Komisi Pemilihan Umum (KPU) pun menetapkan Pasangan Calon Presiden dan Wakil Presiden RI Joko Widodo-Maruf Amin sebagai pasangan calon terpilih Pilpres 2019 di Jakarta, kemarin (30/6).
Tentu ini menjadi hari yang bersejarah bagi mantan Gubernur DKI Jakarta itu. Untuk kedua kalinya Joko Widodo akan memimpin Indonesia kali ini dengan menggandeng ulama besar seorang KH Maruf Amin. Harapan besar disematkan kepada kedua anak bangsa ini tentunya membawa Indonesia adil dan sejahtera sebagaimana yang diamanahkan oleh bapak pendiri bangsa.
Ketua Mahkamah Konstitusi keempat periode 2013-2015, Hamdan Zoelva mengatakan sengketa yang lahir usai Pemilihan presiden 2019 adalah bagian dari proses demokrasi. Salah satu prinsip demokrasi adalah peradilan yang independen dan parsial. Proses peradilan yang terjadi ini juga bagian dari proses demokrasi.
Penghormatan terhadap putusan peradilan adalah bagian penting dari demokrasi,” kata Zoelva, kemarin (30/6).
Putusan MK tentu tidak bisa memberikan rasa puas pada semua pihak. Kepuasan pada semua pihak hanya ada dalam musyawarah mufakat. Di pengadilan harus ada yang kalah dan menang, oleh karena itu ketika perkara dibawa ke pengadilan dan meminta hakim untuk memutuskan maka harus siap kalah atau menang.
Hal yang terpenting adalah pengadilan, lanjut Zoelva, memberikan alasan hukum yang benar, memutuskan sesuai hukum dan fakta dan itu bisa diuji dari hasil putusannya.
Sebagai orang yang pernah menduduki jabatan Hakim MK, Zoelva menilai putusan hasil sengketa Pilres 2019 yang dibacakan Jumat (27/6) lalu, adalah putusan yang berimbang, rasional dan sangat komprehensif.
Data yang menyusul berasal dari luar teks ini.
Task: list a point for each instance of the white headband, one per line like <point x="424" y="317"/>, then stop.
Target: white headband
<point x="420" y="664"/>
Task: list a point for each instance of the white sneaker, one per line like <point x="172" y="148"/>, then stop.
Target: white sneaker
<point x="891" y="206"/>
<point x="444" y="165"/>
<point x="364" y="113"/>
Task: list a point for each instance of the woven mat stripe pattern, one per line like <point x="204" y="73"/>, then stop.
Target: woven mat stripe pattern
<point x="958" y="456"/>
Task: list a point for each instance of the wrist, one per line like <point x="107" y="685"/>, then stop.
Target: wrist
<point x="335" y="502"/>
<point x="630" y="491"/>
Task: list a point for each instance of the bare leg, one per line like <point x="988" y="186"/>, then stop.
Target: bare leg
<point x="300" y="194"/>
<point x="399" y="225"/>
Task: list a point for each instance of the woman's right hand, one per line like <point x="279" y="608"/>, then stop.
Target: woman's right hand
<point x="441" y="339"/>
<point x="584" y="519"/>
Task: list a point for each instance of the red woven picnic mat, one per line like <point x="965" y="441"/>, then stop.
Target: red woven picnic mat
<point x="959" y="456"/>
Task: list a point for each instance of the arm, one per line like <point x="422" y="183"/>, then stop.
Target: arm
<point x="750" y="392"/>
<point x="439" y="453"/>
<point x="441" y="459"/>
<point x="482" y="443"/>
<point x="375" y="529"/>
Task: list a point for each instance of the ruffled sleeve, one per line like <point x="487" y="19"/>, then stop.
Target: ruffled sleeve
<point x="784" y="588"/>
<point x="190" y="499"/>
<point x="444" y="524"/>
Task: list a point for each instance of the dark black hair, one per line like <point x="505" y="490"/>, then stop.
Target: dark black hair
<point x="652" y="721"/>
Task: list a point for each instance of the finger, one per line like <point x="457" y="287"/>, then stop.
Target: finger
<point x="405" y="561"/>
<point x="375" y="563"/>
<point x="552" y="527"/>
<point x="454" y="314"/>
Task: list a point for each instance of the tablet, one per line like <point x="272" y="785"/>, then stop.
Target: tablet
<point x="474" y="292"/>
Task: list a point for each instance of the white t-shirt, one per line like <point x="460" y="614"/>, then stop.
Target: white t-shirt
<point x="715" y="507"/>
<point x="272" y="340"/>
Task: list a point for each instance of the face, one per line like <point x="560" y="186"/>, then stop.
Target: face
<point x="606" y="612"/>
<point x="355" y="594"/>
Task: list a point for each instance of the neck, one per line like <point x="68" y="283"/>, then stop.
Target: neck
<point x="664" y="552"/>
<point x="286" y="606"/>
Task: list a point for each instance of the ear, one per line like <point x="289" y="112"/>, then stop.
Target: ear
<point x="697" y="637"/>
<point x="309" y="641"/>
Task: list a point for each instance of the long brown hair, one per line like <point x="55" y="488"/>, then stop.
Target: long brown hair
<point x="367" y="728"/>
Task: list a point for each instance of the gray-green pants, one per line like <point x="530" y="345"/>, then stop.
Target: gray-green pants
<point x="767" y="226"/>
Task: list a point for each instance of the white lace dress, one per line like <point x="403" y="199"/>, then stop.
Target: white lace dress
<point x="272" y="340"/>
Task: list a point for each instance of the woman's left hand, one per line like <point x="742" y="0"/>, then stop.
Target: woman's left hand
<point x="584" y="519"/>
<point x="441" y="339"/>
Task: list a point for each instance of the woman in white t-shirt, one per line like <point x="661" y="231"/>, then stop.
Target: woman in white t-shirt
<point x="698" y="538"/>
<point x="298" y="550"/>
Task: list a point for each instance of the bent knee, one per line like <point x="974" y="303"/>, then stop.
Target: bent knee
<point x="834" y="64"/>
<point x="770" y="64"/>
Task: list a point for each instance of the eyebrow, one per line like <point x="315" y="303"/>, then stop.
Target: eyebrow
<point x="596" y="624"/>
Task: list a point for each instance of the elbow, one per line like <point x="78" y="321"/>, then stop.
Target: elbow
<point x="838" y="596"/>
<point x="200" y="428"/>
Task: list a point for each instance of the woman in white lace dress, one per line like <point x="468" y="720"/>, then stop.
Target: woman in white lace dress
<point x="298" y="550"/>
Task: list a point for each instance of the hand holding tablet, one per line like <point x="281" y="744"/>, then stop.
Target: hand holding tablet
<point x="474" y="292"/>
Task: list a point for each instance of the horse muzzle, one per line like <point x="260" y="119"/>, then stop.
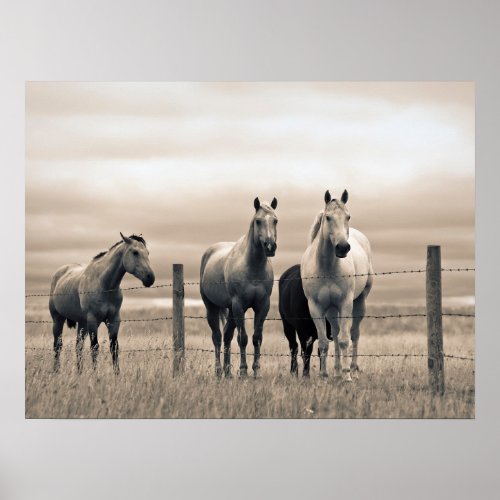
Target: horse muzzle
<point x="342" y="249"/>
<point x="149" y="279"/>
<point x="270" y="248"/>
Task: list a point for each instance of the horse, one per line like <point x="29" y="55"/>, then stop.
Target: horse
<point x="296" y="318"/>
<point x="236" y="276"/>
<point x="337" y="275"/>
<point x="86" y="296"/>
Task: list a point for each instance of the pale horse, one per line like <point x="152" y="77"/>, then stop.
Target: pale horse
<point x="86" y="296"/>
<point x="235" y="277"/>
<point x="337" y="276"/>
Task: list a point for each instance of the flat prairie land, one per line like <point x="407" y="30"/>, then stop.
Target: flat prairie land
<point x="388" y="386"/>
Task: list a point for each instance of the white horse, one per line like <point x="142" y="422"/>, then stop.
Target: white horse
<point x="235" y="277"/>
<point x="334" y="255"/>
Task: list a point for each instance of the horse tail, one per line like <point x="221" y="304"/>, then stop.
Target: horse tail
<point x="223" y="315"/>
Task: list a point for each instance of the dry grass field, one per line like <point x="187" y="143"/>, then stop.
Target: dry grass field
<point x="388" y="387"/>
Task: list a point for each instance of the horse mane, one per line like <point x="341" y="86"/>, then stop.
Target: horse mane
<point x="315" y="227"/>
<point x="136" y="237"/>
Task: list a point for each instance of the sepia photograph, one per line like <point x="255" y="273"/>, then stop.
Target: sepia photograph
<point x="250" y="250"/>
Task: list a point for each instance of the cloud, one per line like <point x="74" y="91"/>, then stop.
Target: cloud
<point x="181" y="164"/>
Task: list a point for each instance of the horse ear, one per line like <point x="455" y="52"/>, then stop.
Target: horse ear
<point x="126" y="239"/>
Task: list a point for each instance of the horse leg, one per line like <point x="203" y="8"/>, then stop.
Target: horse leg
<point x="358" y="311"/>
<point x="345" y="322"/>
<point x="57" y="326"/>
<point x="92" y="326"/>
<point x="291" y="336"/>
<point x="239" y="318"/>
<point x="307" y="346"/>
<point x="319" y="323"/>
<point x="334" y="324"/>
<point x="113" y="328"/>
<point x="213" y="318"/>
<point x="81" y="332"/>
<point x="228" y="337"/>
<point x="260" y="317"/>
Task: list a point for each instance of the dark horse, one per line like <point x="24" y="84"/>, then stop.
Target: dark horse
<point x="296" y="318"/>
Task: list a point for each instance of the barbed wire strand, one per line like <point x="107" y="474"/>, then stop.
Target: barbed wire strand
<point x="370" y="316"/>
<point x="382" y="273"/>
<point x="277" y="355"/>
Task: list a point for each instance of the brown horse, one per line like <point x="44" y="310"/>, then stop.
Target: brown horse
<point x="86" y="296"/>
<point x="235" y="277"/>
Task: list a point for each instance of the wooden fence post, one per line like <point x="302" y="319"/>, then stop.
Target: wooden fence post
<point x="178" y="318"/>
<point x="434" y="320"/>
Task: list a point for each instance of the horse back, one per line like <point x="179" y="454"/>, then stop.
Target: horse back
<point x="64" y="298"/>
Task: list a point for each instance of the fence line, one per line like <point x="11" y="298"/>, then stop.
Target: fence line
<point x="382" y="273"/>
<point x="371" y="316"/>
<point x="275" y="355"/>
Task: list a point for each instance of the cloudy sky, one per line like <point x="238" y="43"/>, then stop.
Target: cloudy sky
<point x="182" y="162"/>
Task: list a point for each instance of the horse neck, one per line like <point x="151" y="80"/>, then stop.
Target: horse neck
<point x="112" y="268"/>
<point x="254" y="252"/>
<point x="326" y="259"/>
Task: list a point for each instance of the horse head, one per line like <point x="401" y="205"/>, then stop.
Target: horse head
<point x="336" y="223"/>
<point x="136" y="259"/>
<point x="264" y="226"/>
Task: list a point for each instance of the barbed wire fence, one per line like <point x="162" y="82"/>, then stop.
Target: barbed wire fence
<point x="434" y="315"/>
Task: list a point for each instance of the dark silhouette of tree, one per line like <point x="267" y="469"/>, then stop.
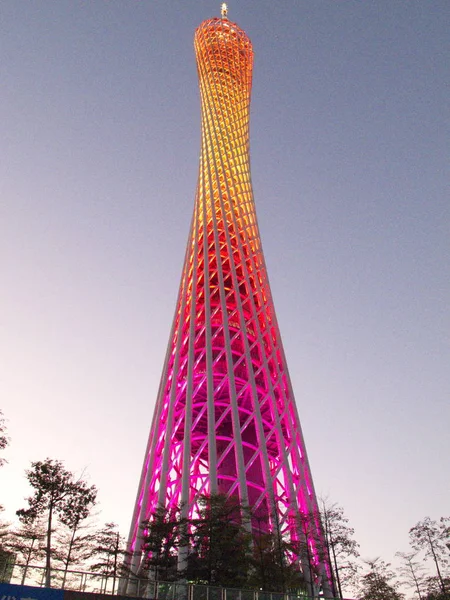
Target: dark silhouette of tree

Dibutuhkan hati dan pikiran yang jernih untuk memahami putusan tersebut berimbang dan komprehensif. Membaca dengan cara pemikiran peradilan, maka hasil putusan dapat dipahami. “Tetapi jika hati yang prasangka sampai kapanpun tidak akan puas dengan putusan MK,” ujarnya.
Pelaksanaan Pemilu di Indonesia tidak sepenuhnya sempurna, masih ada kekurangan pada penyelenggara pemilu yang harus terus dievaluasi bersama, menjadi pembelajaran untuk memperbaikinya di masa akan datang.